Wednesday, August 9th 3:30-4:35 PM | BMKT-203-1: Case Studies (Business Strategies and Memory Markets Track) | | Paper Title: The Apollo Mission repeats itself in the shape of Data Centers in Space
Paper Abstract: The Apollo Moon Landing was an epic achievement that captivated the world in 1969 for obvious reasons, but less well known are the many innovations in use today on Earth that can be traced back to the space program. Miniaturized cameras used today in cell phones, heat retardant firefighter uniforms, shock absorbers used on bridges and even in sneakers, freeze dried food, and significant advancements in integrated circuit technology to name a few. Similarly, when data centers in space begin deploying to levels required to enable improved satellite network scalability, they bring distributed intelligence and storage where it's needed most, allowing enhanced autonomous function, changing the way we communicate and compute terrestrially. A non-volatile storage solution for data gathered in orbit within New Space's mega constellations, will help address critical gaps that have eluded data centers terrestrially for some time. Mid-density MRAM provides symmetric read/write capability yielding an L4 cache solution that resolves intermediate storage challenges. As these densities increase to 16Gb and beyond, data in transit on earth can be saved reliably during power & system failures.

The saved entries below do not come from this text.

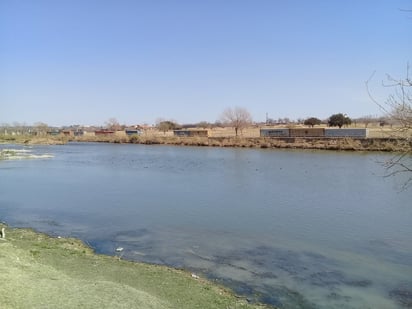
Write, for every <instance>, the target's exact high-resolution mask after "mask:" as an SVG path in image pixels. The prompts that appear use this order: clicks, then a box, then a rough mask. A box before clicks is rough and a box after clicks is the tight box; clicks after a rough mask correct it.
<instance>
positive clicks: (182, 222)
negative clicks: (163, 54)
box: [0, 144, 412, 309]
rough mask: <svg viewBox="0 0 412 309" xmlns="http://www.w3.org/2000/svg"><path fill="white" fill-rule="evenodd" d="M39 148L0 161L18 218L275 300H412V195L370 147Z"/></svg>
mask: <svg viewBox="0 0 412 309" xmlns="http://www.w3.org/2000/svg"><path fill="white" fill-rule="evenodd" d="M33 151H35V152H36V153H39V154H41V153H52V154H53V158H50V159H48V160H41V161H36V162H27V161H18V162H16V161H13V162H5V161H2V162H1V164H0V172H1V173H2V177H1V178H0V217H1V219H2V220H4V221H7V222H8V223H10V224H13V225H18V226H29V227H34V228H36V229H39V230H41V231H44V232H48V233H51V234H52V235H60V236H74V237H79V238H81V239H83V240H84V241H86V242H87V243H88V244H90V245H91V246H92V247H94V248H95V249H96V251H98V252H101V253H107V254H112V255H120V254H121V255H122V258H127V259H133V260H137V261H144V262H149V263H161V264H166V265H171V266H175V267H182V268H186V269H189V270H191V271H193V272H196V273H199V274H203V275H204V276H206V277H208V278H210V279H212V280H216V281H218V282H220V283H222V284H225V285H227V286H229V287H231V288H233V289H234V290H235V291H236V292H238V293H240V294H243V295H245V296H246V297H248V298H249V299H250V300H251V301H261V302H265V303H269V304H273V305H276V306H279V307H281V308H389V309H390V308H403V307H408V306H409V307H411V295H412V292H411V291H412V289H411V286H412V243H411V241H410V240H411V239H412V227H411V224H410V222H411V218H412V209H411V208H410V207H406V206H405V205H409V203H410V194H409V195H408V193H406V194H399V192H398V191H396V190H392V184H393V183H392V182H391V179H388V178H386V179H384V178H381V177H378V176H376V174H377V171H378V169H379V168H380V167H379V166H378V165H376V163H375V161H376V160H375V156H376V155H373V157H371V156H368V155H364V154H350V153H334V152H301V151H267V150H265V151H262V150H248V149H212V148H180V147H167V146H154V147H152V146H137V145H92V144H82V145H66V146H59V147H39V148H36V149H34V150H33ZM382 156H383V157H384V156H385V155H382ZM22 188H24V193H25V194H18V192H21V189H22ZM118 247H122V248H124V250H123V251H122V252H121V253H119V252H116V248H118Z"/></svg>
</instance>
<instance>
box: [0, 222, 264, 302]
mask: <svg viewBox="0 0 412 309" xmlns="http://www.w3.org/2000/svg"><path fill="white" fill-rule="evenodd" d="M3 227H5V228H6V230H5V238H0V280H1V293H0V303H1V308H4V309H8V308H10V309H11V308H13V309H18V308H141V309H145V308H153V309H157V308H159V309H160V308H162V309H163V308H176V309H181V308H222V309H227V308H233V309H234V308H237V309H240V308H243V309H257V308H268V307H265V306H260V305H253V304H249V303H247V302H246V301H245V300H243V299H241V298H237V297H235V296H234V295H233V294H232V293H230V292H229V291H227V290H226V289H224V288H222V287H220V286H216V285H214V284H212V283H211V282H209V281H206V280H203V279H201V278H197V277H196V276H194V275H192V274H190V273H187V272H185V271H180V270H175V269H171V268H167V267H164V266H158V265H149V264H142V263H133V262H128V261H123V260H121V259H119V258H118V257H110V256H104V255H97V254H95V253H94V252H93V251H92V250H91V249H90V248H89V247H87V246H85V245H84V244H83V243H82V242H81V241H79V240H76V239H71V238H67V239H65V238H53V237H49V236H47V235H44V234H41V233H36V232H34V231H32V230H28V229H13V228H9V227H6V226H5V225H3V224H0V228H3Z"/></svg>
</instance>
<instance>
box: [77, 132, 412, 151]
mask: <svg viewBox="0 0 412 309" xmlns="http://www.w3.org/2000/svg"><path fill="white" fill-rule="evenodd" d="M75 141H82V142H108V143H134V144H145V145H155V144H164V145H178V146H201V147H238V148H263V149H271V148H286V149H318V150H335V151H336V150H338V151H339V150H341V151H384V152H404V151H407V149H411V148H412V142H411V141H407V140H405V139H399V138H303V137H294V138H293V137H292V138H265V137H176V136H164V137H162V136H144V135H143V136H137V135H136V136H130V137H128V136H126V137H123V138H122V137H116V136H113V137H110V136H101V137H87V138H84V137H80V138H76V139H75Z"/></svg>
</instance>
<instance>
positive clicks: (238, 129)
mask: <svg viewBox="0 0 412 309" xmlns="http://www.w3.org/2000/svg"><path fill="white" fill-rule="evenodd" d="M221 121H222V123H224V124H225V125H228V126H231V127H233V128H234V129H235V133H236V136H237V134H238V131H240V132H242V130H243V129H244V128H246V127H248V126H250V125H251V124H252V115H251V114H250V113H249V111H248V110H246V109H245V108H242V107H235V108H227V109H225V110H224V111H223V114H222V116H221Z"/></svg>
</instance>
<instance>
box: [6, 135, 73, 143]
mask: <svg viewBox="0 0 412 309" xmlns="http://www.w3.org/2000/svg"><path fill="white" fill-rule="evenodd" d="M68 141H69V138H68V137H67V136H49V135H47V136H33V135H0V143H3V144H25V145H63V144H66V143H67V142H68Z"/></svg>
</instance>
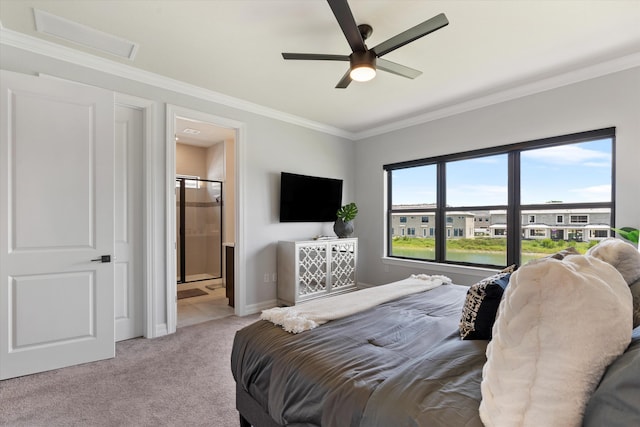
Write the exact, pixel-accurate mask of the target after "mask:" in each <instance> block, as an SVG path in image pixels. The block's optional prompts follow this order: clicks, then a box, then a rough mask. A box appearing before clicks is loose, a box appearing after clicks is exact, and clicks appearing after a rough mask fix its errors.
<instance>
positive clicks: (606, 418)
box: [582, 327, 640, 427]
mask: <svg viewBox="0 0 640 427" xmlns="http://www.w3.org/2000/svg"><path fill="white" fill-rule="evenodd" d="M638 372H640V327H638V328H636V329H634V331H633V336H632V341H631V344H630V345H629V347H628V348H627V350H626V351H625V352H624V354H623V355H622V356H620V357H618V358H617V359H616V360H615V361H614V362H613V363H612V364H611V365H609V367H608V368H607V371H606V372H605V374H604V375H603V376H602V380H601V381H600V384H599V385H598V388H596V391H595V392H594V393H593V394H592V395H591V399H589V402H588V404H587V408H586V411H585V413H584V419H583V424H582V425H583V426H584V427H600V426H607V427H628V426H640V405H638V402H640V375H638Z"/></svg>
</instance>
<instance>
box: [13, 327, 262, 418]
mask: <svg viewBox="0 0 640 427" xmlns="http://www.w3.org/2000/svg"><path fill="white" fill-rule="evenodd" d="M256 320H258V315H252V316H247V317H237V316H228V317H225V318H222V319H216V320H211V321H208V322H204V323H200V324H197V325H192V326H187V327H184V328H179V329H178V331H177V332H176V333H175V334H172V335H168V336H165V337H161V338H156V339H143V338H138V339H133V340H128V341H123V342H120V343H117V345H116V357H115V358H114V359H109V360H103V361H99V362H93V363H87V364H84V365H78V366H72V367H69V368H63V369H57V370H54V371H49V372H43V373H40V374H35V375H29V376H25V377H21V378H14V379H9V380H4V381H0V425H3V426H29V427H37V426H52V427H54V426H96V427H100V426H178V425H188V426H212V427H232V426H233V427H235V426H238V425H239V418H238V412H237V411H236V409H235V382H234V381H233V376H232V375H231V368H230V359H231V346H232V343H233V337H234V334H235V332H236V331H237V330H238V329H241V328H243V327H244V326H246V325H249V324H250V323H253V322H254V321H256Z"/></svg>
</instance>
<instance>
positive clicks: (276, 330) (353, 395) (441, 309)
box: [231, 261, 640, 427]
mask: <svg viewBox="0 0 640 427" xmlns="http://www.w3.org/2000/svg"><path fill="white" fill-rule="evenodd" d="M558 262H563V261H558ZM589 262H591V264H590V265H592V264H593V262H592V261H589ZM596 267H597V269H600V270H602V266H601V265H599V264H598V265H597V266H596ZM523 277H524V276H523ZM512 282H513V280H512ZM627 285H628V283H626V282H625V286H627ZM509 286H510V287H511V286H515V285H509ZM469 289H470V288H469V286H460V285H456V284H445V285H443V286H438V287H436V288H434V289H431V290H428V291H425V292H418V293H415V294H410V295H406V296H403V297H400V298H397V299H394V300H392V301H388V302H384V303H381V304H379V305H377V306H375V307H372V308H370V309H367V310H364V311H361V312H359V313H355V314H352V315H349V316H347V317H344V318H340V319H336V320H332V321H329V322H327V323H325V324H322V325H320V326H318V327H316V328H314V329H311V330H307V331H304V332H301V333H290V332H287V331H285V330H283V328H282V327H280V326H278V325H274V324H273V323H271V322H269V321H265V320H259V321H257V322H255V323H253V324H252V325H249V326H248V327H246V328H244V329H241V330H239V331H238V332H237V333H236V336H235V340H234V344H233V349H232V355H231V369H232V373H233V376H234V379H235V381H236V406H237V409H238V411H239V413H240V424H241V426H242V427H245V426H249V425H253V426H256V427H273V426H299V427H301V426H326V427H331V426H336V427H338V426H339V427H343V426H447V427H452V426H466V427H473V426H483V425H492V422H487V423H483V420H481V416H480V410H479V408H480V407H481V403H482V400H483V393H485V392H486V389H485V388H484V387H485V384H482V381H483V369H487V367H485V365H488V363H487V348H488V345H490V344H489V343H491V342H492V341H489V340H488V339H461V313H462V312H463V309H464V307H465V304H468V299H469V296H468V294H469ZM509 289H510V288H509ZM514 292H515V291H514ZM505 294H506V292H505ZM500 298H501V297H500ZM514 301H515V300H514ZM625 304H626V303H625ZM607 310H609V311H608V312H611V309H610V308H608V309H607ZM625 310H626V308H625ZM624 313H627V312H626V311H625V312H624ZM629 313H630V311H629ZM625 315H626V314H625ZM498 318H499V316H498ZM496 323H497V320H496ZM623 323H624V322H623ZM625 325H626V323H625ZM625 327H626V326H625ZM631 329H632V327H631V322H629V331H631ZM623 332H624V331H623ZM632 332H633V333H632V334H629V335H630V336H631V338H630V339H629V337H627V338H626V343H625V344H624V348H623V349H622V351H619V353H620V354H617V355H616V356H615V357H612V359H613V362H612V363H607V366H608V369H607V371H606V372H605V374H604V375H602V373H603V370H604V368H606V366H605V367H603V368H602V369H603V370H601V371H599V373H597V374H596V375H597V381H596V383H597V384H599V385H598V387H597V388H596V389H595V391H594V390H593V389H592V390H589V399H588V400H587V401H586V403H585V405H583V407H581V408H580V411H581V412H580V418H581V419H582V413H584V414H585V415H584V420H583V425H585V426H596V425H605V424H606V425H608V426H628V425H640V409H638V408H637V402H638V401H640V328H636V329H633V330H632ZM624 333H627V332H624ZM624 333H623V335H624ZM494 341H496V342H497V341H499V340H497V339H494ZM621 348H622V347H621ZM495 350H496V349H494V352H495ZM574 351H575V349H574ZM489 353H490V352H489ZM525 364H526V363H525ZM485 374H486V372H485ZM502 375H503V378H504V377H505V376H504V374H502ZM601 377H602V378H601ZM516 379H517V378H516ZM543 412H548V411H543ZM486 419H487V418H485V421H486ZM604 421H606V422H604ZM603 422H604V423H603ZM519 424H520V425H528V424H527V422H522V423H519ZM494 425H500V422H497V423H495V424H494ZM503 425H504V424H503ZM531 425H534V424H531ZM538 425H548V424H538ZM556 425H559V424H556Z"/></svg>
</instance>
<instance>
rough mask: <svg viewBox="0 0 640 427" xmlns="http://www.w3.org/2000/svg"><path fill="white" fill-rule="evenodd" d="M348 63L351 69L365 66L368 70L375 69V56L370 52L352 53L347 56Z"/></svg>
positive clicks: (375, 56) (375, 59) (369, 51)
mask: <svg viewBox="0 0 640 427" xmlns="http://www.w3.org/2000/svg"><path fill="white" fill-rule="evenodd" d="M349 62H350V63H351V69H352V70H353V69H354V68H358V67H362V66H366V67H369V68H373V69H375V68H376V54H375V53H373V52H372V51H370V50H367V51H366V52H353V53H352V54H351V55H350V56H349Z"/></svg>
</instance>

Paper Author: Danny Sabour, VP of Marketing, Avalanche Technology
Author Bio: Danny Sabour is the VP of Marketing at Avalanche Technology. He has held various management and executive positions in companies such as Intel, Spansion and Cypress Semiconductor. At Avalanche he drives the future technology roadmap, development and Memory architectures with the next generation of standalone and embedded MRAM. Mr Sabour has over 30 years of experience in the semiconductor industry. His expertise span system-on-chip, flash storage, Non-volatile memories , RAID disk controller arrays and unique controller designs to get the most out of memory devices. Mr Sabour holds a M.Sc. in Computer Science and Electronic Engineering from University College London.